The bond length is the distance between the nuclei of interacting atoms in a molecule. It depends on the size of the electron shells and the degree of their overlap.
Bond polarity is the distribution of electrical charge between atoms in a molecule.
If the electronegativity of the atoms involved in the formation of the bond is the same, then the bond will be non-polar, and in the case of different electronegativity - polar. The extreme case of a polar bond, when the shared electron pair is almost completely biased towards the more electronegative element, results in an ionic bond.
For example: H–H is non-polar, H–Cl is polar and Na + –Cl - is ionic.
It is necessary to distinguish between the polarities of individual bonds and the polarity of the molecule as a whole.
Molecule polarity is the vector sum of the dipole moments of all the bonds of the molecule.
For example:
1) The linear CO 2 molecule (O=C=O) is non-polar - the dipole moments of the polar C=O bonds compensate each other.
2) The water molecule is polar– dipole moments of two О-Н bonds do not compensate each other.
Spatial structure of molecules determined by the shape and location in space of electron clouds.
Bond order is the number of chemical bonds between two atoms.
For example, the bond order in H 2 , O 2 and N 2 molecules is 1, 2 and 3, respectively, since the bond in these cases is formed due to the overlap of one, two and three pairs of electron clouds.
4.1. covalent bond is a bond between two atoms through a common electron pair.
The number of chemical bonds is determined by the valencies of the elements.

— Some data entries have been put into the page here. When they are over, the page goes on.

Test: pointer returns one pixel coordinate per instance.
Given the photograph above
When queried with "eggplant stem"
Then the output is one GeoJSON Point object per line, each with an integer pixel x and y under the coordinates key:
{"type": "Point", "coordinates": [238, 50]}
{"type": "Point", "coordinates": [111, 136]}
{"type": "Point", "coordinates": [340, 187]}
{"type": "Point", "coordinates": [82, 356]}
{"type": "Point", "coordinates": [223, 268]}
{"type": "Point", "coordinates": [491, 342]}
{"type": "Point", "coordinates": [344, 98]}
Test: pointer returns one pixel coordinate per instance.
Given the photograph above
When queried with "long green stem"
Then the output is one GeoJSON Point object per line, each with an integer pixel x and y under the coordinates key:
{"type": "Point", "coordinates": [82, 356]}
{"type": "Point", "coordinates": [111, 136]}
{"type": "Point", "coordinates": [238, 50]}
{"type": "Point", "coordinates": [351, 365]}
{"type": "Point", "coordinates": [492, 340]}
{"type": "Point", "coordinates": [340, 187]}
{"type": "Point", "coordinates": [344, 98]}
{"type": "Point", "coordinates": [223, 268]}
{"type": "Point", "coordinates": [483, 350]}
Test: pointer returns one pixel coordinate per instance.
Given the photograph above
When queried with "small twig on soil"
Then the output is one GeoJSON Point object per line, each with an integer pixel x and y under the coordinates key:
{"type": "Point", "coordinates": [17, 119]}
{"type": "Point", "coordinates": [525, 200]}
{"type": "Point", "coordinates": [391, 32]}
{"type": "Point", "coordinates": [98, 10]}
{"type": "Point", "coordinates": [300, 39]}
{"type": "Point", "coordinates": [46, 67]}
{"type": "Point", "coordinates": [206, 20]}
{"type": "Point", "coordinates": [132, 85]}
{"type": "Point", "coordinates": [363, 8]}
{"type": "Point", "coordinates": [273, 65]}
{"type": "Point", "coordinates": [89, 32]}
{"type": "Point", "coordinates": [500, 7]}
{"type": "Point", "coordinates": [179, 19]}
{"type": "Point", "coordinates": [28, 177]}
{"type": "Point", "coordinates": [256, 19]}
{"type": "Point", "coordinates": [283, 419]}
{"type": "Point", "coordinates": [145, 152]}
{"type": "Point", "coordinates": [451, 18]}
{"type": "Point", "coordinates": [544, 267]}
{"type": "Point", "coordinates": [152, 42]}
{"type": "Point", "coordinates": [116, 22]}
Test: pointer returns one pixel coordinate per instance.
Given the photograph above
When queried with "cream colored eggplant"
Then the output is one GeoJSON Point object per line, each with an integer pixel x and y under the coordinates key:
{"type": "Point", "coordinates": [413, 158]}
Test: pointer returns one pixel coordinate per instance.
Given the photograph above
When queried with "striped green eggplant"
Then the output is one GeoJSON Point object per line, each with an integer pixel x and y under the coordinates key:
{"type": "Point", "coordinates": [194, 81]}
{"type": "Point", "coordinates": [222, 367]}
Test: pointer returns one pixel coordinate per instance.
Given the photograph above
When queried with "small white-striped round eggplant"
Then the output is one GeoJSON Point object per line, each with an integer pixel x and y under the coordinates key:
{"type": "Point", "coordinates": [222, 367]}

The valency of an element is the number of orbitals that take part in the formation of bonds.
Covalent non-polar bond - this bond is carried out due to the formation of electron pairs between atoms with equal electronegativity. For example, H 2, O 2, N 2, Cl 2, etc.
A covalent polar bond is a bond between atoms with different electronegativity.
For example, HCl, H 2 S, PH 3, etc.
A covalent bond has the following properties:
1) Saturation- the ability of an atom to form as many bonds as it has valences.
2) Orientation– the electron clouds overlap in the direction that provides the maximum overlap density.
4.2. An ionic bond is a bond between oppositely charged ions.
This is an extreme case of a covalent polar bond and occurs when there is a large difference in the electronegativity of the interacting atoms. The ionic bond does not have directionality and saturation.
The oxidation state is the conditional charge of an atom in a compound, based on the assumption that the bonds are completely ionized.
Lecture for teachers
A chemical bond (hereinafter referred to as a bond) can be defined as the interaction of two or more atoms, as a result of which a chemically stable polyatomic microsystem (molecule, crystal, complex, etc.) is formed.
The doctrine of bonding occupies a central place in modern chemistry, since chemistry as such begins where an isolated atom ends and a molecule begins. In essence, all the properties of substances are due to the peculiarities of the bonds in them. The main difference between a chemical bond and other types of interaction between atoms is that its formation is determined by a change in the state of electrons in a molecule compared to the initial atoms.
Communication theory should provide answers to a number of questions. Why are molecules formed? Why do some atoms interact and others don't? Why do atoms combine in certain ratios? Why are atoms arranged in space in a certain way? And finally, it is necessary to calculate the bond energy, its length and other quantitative characteristics. The correspondence of theoretical ideas to experimental data should be considered as a criterion for the truth of a theory.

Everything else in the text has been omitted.